I saw this post in Intentional Disciples on the Gregorian Calendar reform. Resolving the disconnect between the Julian Calendar and the astronomical reality was one of the fruits of the Council of Trent. I suppose we could see how many Catholic progressives really abjure Trent by asking them what today’s date is.
The motivation of the Catholic Church in adjusting the calendar was to celebrate Easter at the time it thought the First Council of Nicaea had agreed upon in 325. Although a canon of the council implies that all churches used the same Easter, they did not.
By the tenth century all churches (except for some on the eastern border of the Byzantine Empire) had adopted the Alexandrian Easter, which still placed the vernal equinox on 21 March, although Bede had already noted its drift in 725—it had drifted even further by the sixteenth century.
Worse, the reckoned Moon that was used to compute Easter was fixed to the Julian year by a 19 year cycle.

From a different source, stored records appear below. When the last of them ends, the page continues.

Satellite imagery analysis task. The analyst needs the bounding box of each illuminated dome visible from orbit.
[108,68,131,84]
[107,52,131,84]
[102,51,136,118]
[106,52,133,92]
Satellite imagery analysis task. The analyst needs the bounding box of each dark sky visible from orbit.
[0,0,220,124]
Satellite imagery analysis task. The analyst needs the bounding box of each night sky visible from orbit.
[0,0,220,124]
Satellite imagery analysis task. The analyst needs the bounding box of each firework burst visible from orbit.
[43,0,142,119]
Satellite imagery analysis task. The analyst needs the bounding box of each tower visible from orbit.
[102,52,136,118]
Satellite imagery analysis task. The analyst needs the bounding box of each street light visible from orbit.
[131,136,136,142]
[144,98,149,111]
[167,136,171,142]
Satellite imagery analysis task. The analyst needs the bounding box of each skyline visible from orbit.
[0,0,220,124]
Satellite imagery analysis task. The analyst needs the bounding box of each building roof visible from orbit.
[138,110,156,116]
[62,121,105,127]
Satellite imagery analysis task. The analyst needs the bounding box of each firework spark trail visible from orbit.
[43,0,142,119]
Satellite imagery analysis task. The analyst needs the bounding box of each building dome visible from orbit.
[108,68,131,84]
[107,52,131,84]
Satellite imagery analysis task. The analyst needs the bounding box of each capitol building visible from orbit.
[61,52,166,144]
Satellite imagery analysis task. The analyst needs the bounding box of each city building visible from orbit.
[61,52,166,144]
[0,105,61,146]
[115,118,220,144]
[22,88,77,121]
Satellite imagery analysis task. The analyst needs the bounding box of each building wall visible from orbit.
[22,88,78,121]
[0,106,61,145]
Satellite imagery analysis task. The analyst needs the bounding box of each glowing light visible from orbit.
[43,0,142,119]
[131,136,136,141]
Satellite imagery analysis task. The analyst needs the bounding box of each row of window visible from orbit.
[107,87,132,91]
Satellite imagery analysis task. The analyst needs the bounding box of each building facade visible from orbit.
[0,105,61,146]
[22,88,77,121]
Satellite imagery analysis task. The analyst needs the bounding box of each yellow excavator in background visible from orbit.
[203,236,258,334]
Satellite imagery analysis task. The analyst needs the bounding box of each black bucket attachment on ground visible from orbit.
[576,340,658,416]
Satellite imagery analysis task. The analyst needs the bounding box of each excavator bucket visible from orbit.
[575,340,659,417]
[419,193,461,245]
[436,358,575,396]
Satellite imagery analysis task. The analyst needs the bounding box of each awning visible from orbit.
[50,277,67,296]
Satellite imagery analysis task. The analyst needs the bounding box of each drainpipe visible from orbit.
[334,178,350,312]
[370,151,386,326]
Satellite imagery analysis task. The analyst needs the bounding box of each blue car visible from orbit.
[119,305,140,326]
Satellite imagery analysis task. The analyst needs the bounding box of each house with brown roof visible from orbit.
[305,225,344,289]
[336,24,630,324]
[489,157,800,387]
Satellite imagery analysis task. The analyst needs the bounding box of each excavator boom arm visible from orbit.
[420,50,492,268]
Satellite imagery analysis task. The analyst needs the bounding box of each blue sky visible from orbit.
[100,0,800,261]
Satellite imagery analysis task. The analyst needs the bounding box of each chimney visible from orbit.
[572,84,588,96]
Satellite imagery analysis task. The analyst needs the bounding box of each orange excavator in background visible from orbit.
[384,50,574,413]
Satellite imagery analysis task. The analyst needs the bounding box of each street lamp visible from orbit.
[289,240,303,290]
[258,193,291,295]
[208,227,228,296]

However, that approximation built up an error of one day every 310 years, so by the sixteenth century the lunar calendar was out of phase with the real Moon by four days.
The Council of Trent approved a plan in 1563 for correcting the calendrical errors, requiring that the date of the vernal equinox be restored to that which it held at the time of the First Council of Nicaea in 325 and that an alteration to the calendar be designed to prevent future drift. This would allow for a more consistent and accurate scheduling of the feast of Easter.
Thanks to this reform, we drop three leap-days (29 February) every three centuries. Pope Gregory’s astronomers recommended reworking century leap years, leaving multiples of 400 alone (1600AD, 2000AD, 2400AD, etc.) but dropping the 29th of February in other century years, our next being 2100AD.
I noticed that Alaska had two consecutive Fridays when Seward acquired it from the Tsar:
In Alaska, the change took place when Friday, October 6, 1867 was followed again by Friday, October 18 after the US purchase of Alaska from Russia, which was still on the Julian calendar. Instead of 12 days, only 11 were skipped, and the day of the week was repeated on successive days, because the International Date Line was shifted from Alaska’s eastern to western boundary along with the change to the Gregorian calendar.
The whole idea of a Perpetual Calendar with non-week holidays is troublesome to many believers, so I wonder how TGIF2 passed in Alaska?
Some curious trivia:
Saint Teresa of Ávila died on the night from October 4 to October 15, 1582, that is, exactly when Spain and the Catholic world switched to the Gregorian calendar.
Shakespeare and Cervantes died on exactly the same date, April 23, 1616. However, since England had not adopted the Gregorian calendar by that time, they did not die the same day. In their honor, UNESCO declared it International Day of the Book.
As human beings settle Mars, it will be interesting to see how the gradual split of Earth days from sols is handled by settlers there. The observance of Sabbath/Sunday will have more of an effect than the fixing of Easter, due to the 39.5 minutes longer it takes Mars to rotate on its axis. Every thirty-six-and-a-half days, the Martian sol and Earth day realign. But if Mars keeps a seven-day week, when the Red Planet settlers reach their sixth Sunday, it will be mostly Monday and a little bit of Tuesday on the Earth.
I was surprised to find numerous published attempts at creating a Mars calendar for explorers who are probably two to four decades (at least) from getting there. One uses 24 months. Another keeps the Terran 12-month system, but with length variations covering 49 to 70 days. (“Fifty-six days hath Septmeber …”)
Somehow I suspect a Church council won’t be behind the new calendars as these new worlds are settled.